Thank you. Beautiful Soup was a lifesaver; I’m glad Dave pointed me to it. My feet are getting a little steadier with Python the more I make myself use it.
arguably that is the lowest level op opendata openness…. question: is it just government that is pushing open data or are companies (firms) also pushing in that direction?
Cheers,
Jw.
Agreed. This approach just barely opens the data more. HTML is obviously open but RSS is more consumable for other uses.
I don’t know if I’d characterize the drive for open data to be a “push” as much as a “pull” right now. I think there’s increasing demand from various entities that want to consume data for other applications. Government entities, mostly Federal, are responding to varying degrees.
There also seems to an uneven understanding of what open data means.
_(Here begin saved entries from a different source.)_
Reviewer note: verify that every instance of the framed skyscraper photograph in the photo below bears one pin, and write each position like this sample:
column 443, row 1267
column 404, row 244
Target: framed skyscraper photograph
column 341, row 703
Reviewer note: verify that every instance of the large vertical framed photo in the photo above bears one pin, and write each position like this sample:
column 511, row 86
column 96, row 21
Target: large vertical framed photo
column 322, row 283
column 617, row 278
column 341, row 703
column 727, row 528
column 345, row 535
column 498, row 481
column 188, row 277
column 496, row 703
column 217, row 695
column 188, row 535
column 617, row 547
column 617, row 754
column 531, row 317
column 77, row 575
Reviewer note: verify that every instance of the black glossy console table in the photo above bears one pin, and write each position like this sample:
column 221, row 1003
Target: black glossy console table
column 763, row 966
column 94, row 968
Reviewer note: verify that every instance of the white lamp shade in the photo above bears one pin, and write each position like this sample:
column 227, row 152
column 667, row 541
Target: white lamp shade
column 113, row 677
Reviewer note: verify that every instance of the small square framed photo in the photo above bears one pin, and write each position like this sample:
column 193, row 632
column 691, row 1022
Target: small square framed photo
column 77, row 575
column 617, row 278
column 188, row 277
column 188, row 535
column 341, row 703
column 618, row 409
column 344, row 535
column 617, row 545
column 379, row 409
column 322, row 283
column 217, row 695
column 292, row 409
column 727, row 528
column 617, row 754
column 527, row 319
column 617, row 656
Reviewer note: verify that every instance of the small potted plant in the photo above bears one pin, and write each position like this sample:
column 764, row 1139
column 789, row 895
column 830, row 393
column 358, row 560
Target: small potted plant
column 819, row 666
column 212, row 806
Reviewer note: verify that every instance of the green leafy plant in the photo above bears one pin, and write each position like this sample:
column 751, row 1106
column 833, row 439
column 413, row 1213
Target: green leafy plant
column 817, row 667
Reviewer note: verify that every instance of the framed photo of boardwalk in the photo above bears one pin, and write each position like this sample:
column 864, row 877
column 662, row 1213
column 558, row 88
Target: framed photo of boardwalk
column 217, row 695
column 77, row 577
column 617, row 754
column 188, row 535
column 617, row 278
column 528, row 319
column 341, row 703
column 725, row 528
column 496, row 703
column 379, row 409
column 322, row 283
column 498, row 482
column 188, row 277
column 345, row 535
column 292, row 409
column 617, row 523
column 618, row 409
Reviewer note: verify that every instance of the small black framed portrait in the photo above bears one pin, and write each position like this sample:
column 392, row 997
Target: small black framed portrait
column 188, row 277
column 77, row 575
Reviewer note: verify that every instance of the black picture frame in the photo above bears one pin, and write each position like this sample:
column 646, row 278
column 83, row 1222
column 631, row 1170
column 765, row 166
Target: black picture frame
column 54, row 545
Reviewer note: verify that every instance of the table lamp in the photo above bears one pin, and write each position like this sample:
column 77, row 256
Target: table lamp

Many organizations view nice Flex maps on the web as “open” even though they provide no real access to data. It’s a big problem that’s getting better slowly and unevenly.
Wow. That page is BEYOND old school. I checked the source, and the numbers of customers affected is hardcoded into the html. It says the page is updated every 15 minutes (I waited and checked, and this appears to be the case), so I can only assume that the html is being rewritten (probably manually) every quarter hour. It’s almost beautiful – like watching the scoreboard on the Green Monster.
It’s hard to imagine someone hand-jamming that every 15 minutes. If you go to the main site for the coop and hover over the “outages” link, it points to a PHP page so I think it is actually dynamically generated. At least I hope so…
But, like I said, their day job is to make electricity so I’ll go easy on them.